If you look at the source code of Sun's implementation of Class.getSimpleName()
, you'll notice it seems to return a new instance of String each and every time you call it. Many other features in the Class class is however cached.
Since the simple name computation does not seem to be easy and there's nothing in the JavaDoc to say it has to return a new instance every time, it should be a good candidate for caching. I am wondering could there be any design reason why this is not cached?
I am asking because many frameworks use simple names all the time and this is such an easy thing to cache.
The class name is cached, in OpenJDK 11 and later. See the OpenJDK source code for Class.java
and search for private ReflectionData<T> reflectionData()
method called from the getSimpleName
method.
For details, see ticket JDK-8187123.
Probably because it's not an expensive method, so there's not much to gain in caching it.
String.substring
is a cheap method -- it reuses the underlying char[]
without copying it, and the new String
object just has a different offset and length into that array. So really the only costs are (1) the object allocation -- which is pretty cheap in Java -- and (2) the lastIndexOf
call. That call is technically O(N), but N here is the class's simple name, which is not going to be very large in practice.

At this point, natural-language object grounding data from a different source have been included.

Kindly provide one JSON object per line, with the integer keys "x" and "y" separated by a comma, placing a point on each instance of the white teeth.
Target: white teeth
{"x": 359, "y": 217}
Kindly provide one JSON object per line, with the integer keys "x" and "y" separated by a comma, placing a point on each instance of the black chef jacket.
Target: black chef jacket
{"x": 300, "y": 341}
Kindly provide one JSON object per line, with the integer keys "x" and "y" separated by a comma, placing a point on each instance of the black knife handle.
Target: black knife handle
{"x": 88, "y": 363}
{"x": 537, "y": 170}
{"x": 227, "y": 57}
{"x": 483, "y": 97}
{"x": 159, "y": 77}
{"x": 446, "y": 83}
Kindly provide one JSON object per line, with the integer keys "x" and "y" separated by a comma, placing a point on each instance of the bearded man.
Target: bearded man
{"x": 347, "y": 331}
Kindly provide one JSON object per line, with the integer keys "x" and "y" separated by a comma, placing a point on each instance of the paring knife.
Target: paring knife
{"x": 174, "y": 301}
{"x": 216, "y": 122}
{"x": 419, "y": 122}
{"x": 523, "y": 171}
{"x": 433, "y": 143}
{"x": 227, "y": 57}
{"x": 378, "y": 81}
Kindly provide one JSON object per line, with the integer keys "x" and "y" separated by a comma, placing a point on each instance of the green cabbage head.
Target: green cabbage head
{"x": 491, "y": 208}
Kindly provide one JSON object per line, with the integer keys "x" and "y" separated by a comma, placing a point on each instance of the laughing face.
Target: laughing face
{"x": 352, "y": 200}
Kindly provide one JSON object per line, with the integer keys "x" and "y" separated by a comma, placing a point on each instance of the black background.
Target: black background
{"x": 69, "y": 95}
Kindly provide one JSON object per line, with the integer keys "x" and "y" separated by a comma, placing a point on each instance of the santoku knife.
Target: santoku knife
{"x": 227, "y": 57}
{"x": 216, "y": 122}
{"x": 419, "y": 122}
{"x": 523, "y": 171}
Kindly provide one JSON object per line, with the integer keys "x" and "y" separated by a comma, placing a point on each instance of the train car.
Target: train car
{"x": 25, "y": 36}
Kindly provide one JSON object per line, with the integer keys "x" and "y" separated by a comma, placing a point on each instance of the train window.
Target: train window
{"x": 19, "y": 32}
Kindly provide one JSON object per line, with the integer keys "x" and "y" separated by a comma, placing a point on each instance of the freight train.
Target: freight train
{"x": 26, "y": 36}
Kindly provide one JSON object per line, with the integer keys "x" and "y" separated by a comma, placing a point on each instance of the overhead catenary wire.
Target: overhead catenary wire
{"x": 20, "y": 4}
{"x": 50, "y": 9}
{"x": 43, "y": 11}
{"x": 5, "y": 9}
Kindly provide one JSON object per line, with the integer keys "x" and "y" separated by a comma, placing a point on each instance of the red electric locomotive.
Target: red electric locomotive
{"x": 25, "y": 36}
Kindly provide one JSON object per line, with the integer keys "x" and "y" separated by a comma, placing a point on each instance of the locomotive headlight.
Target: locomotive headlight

You could cache it, but at the cost of more memory. My guess would be that someone made the subjective but educated guess that the benefits don't outweigh the costs.
Interesting question. Since String is an immutable class, it doesn't really matter if you return distinct instances or a reference to the same object. My guess would be (and I'm giving it mostly to hear if I'm right or wrong) that maybe the method is not called very often and it makes more sense to re-create the (String) object than to store it in memory. But again, this is just a guess.